These days, the act or reacting is everywhere. Twitter is essentially one giant stream of people’s snappy takes on current events. An entire cottage industry of YouTube reaction videos thrives. Twitch allows you to watch thousands of people around the world narrating video games.
Go back in time, though, and you won’t find too much in the way of reacting-as-entertainment. That, is, except for Mystery Science Theater 3000, the quirky, groundbreaking TV show that premiered on a small Minnesota TV station in 1988.
The show’s premise was wonderfully bizarre: a guy and two robots stuck on a spaceship, forced to watch bad movies and coping by wisecracking their way through the films. Aside from some comic segues, the bad movie was essentially the entirety of the show, plus witty remarks by show creator Joel Hodgson and his two robots, Tom Servo and Crow. It predated even DVD commentary tracks, and presaged the way we consume entertainment today.
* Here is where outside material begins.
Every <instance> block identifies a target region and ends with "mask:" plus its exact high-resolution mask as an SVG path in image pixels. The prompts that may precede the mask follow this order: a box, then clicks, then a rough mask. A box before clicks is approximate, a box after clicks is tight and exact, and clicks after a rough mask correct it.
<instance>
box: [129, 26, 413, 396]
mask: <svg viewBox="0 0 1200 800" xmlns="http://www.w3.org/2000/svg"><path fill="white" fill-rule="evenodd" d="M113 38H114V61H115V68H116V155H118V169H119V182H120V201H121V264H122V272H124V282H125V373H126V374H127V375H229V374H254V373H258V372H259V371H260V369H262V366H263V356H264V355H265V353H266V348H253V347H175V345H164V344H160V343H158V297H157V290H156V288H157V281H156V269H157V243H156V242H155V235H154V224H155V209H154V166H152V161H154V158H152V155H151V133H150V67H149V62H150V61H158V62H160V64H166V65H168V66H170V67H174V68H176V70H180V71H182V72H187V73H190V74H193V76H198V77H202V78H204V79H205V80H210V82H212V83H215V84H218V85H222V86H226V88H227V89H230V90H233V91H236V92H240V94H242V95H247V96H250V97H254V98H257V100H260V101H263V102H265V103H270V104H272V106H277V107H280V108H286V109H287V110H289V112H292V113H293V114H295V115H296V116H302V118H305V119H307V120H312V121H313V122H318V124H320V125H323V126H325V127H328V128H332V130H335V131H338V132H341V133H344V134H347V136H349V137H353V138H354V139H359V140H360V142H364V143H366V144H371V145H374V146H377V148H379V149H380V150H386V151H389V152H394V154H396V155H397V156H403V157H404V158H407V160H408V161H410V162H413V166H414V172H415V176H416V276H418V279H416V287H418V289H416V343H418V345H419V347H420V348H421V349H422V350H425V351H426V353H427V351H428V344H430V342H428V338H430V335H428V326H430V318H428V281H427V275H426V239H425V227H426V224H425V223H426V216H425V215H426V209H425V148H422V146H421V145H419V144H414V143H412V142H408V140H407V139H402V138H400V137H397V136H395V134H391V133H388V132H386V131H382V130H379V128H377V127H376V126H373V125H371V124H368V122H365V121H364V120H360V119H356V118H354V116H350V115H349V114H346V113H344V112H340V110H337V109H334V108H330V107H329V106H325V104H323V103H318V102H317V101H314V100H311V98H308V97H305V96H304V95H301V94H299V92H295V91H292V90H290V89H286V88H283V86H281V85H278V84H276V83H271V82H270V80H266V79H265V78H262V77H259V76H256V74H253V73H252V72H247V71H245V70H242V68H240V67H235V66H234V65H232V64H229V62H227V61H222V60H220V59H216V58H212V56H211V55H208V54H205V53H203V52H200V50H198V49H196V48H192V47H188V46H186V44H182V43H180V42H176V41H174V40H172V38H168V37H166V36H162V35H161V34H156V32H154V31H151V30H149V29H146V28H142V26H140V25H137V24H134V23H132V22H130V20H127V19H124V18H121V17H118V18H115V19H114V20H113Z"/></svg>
A live version of Mystery Science Theater 3000 comes to San Francisco for two nights this weekend. For the diehard, day-one fans, the shows include Hodgson, along with new cast members, mocking terrible films. Hodgson is calling it his last Mystery Science Theater tour—he’s been on and off the road since the show was crowdfunded to resurrection on Netflix in 2017—and, in a short phone conversation from the road, he says he means it.
“I’m turning 60 next month,” Hodgson says. “My whole job now is to work with the brand and get it ready for the next guy.”